Most operators would also have extreme difficulty returning to land to a point with 30m clearance as they would have to re-enter the 50m horizontal exclusion zone. Hopefully any Specific category operator will have followed the logic of this. Basically, anything within the 50m horizontal exclusion zone of an assembly of people is a strict no-go.
So why, against a Consequence relating to “Collision with Assembly of people” Does mitigation M25 appear?
As can be seen below, mitigation M25 states the limitations during “normal” procedures during take-off and landing of 30m separation.
I’m not sure which mitigation they intended to insert here, but I’m certain that it can’t be M25 as 30m clearance is not considered safe when operating “near” assemblies of people.

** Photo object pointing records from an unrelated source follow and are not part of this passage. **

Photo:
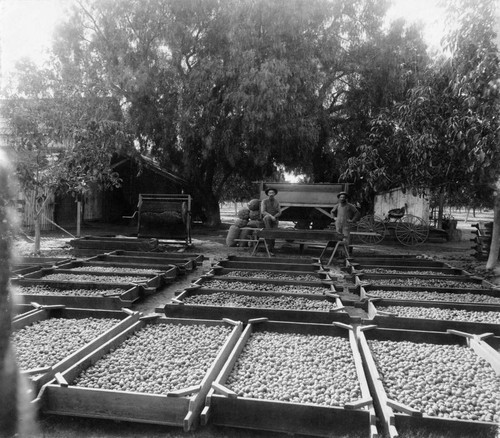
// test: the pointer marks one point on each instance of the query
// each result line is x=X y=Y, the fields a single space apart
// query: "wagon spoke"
x=371 y=224
x=411 y=230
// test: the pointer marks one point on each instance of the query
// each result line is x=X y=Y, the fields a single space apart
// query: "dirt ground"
x=211 y=243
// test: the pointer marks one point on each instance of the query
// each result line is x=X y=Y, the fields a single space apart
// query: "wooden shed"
x=139 y=175
x=416 y=205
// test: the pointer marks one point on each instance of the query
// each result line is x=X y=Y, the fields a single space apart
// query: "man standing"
x=344 y=214
x=270 y=210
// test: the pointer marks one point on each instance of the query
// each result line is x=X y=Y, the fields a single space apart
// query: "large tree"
x=444 y=136
x=63 y=137
x=224 y=90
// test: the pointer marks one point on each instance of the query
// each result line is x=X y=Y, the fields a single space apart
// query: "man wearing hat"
x=270 y=210
x=344 y=214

This is a surprising Deviation as CAP 722H introduced the new concept to the specific category of the 1:1 rule when working near assemblies. This is a real slip up in my opinion.
Finally….I can’t resist. So, for a bit of light relief, let’s finish with good old Deviation from consistency.

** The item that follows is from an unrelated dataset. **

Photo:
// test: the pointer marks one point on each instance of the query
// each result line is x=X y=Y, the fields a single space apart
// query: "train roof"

Running through the risk assessment, I was struck that only one of the hazards seems to need any mitigation when it gets dark. Amazing given the range of hazards covered. Apparently, only when crew performance is degraded (linked to a bunch of technical issues such as control signal, GNSS problems or flying in high winds/rain), do the mitigations around night flying creep out of the woodwork.
These mitigations sit in M35 and look…they are plastered against all the consequences associated with this specific (though poorly defined) hazard.
Are the mitigations for night flying (daytime survey, navigation lights, illumination of the operational area) not equally or more valid against, for instance loss of control in flight, or loss of airborne or ground separation? Clearly not. Take my word for it. I’ve done a search and M35 only appears against this one hazard.
I think in this edition of Just a Minute, the regulator may have given us a few chuckles. Except this is about safety, right?
Not just that, but we constantly read of operators whose documentation is being turned down by the same organisation it is “not good enough“.
Every time an OA renewal is placed on hold it is because the regulator considers it “not good enough“.
But as I’ve shown here once again, the very risk assessment the applicant’s manual is based on is itself, “not good enough“.
Something to CHIRP about
The First edition of CAP 722H had the feeling of having been rushed out to meet a date. The overly long delay in getting it revised has certainly ensured that it isn’t being taken as seriously as it should be. This was recently confirmed in the introduction of the August 2023 CHIRP report:
The Second edition was an opportunity to concentrate and get the original version corrected. Instead, there appears to have been a desire to make fundamental changes.
These make the document clearer in many ways (e.g. the actual OA template format is useful). However, perhaps the focus on the fundamentals, and the wholesale format change to the Risk Assessment, led to reduced focus on the actual content.
Whatever the reasons, the document still has simple errors. Because of those errors, it is difficult to trust the content in full.
Again, as ever, I would be delighted to enter into a conversation with the CAA about some of these issues. We’re all trying to get to the same place after all. A safe, proportionate set of regulations and guidance for operators.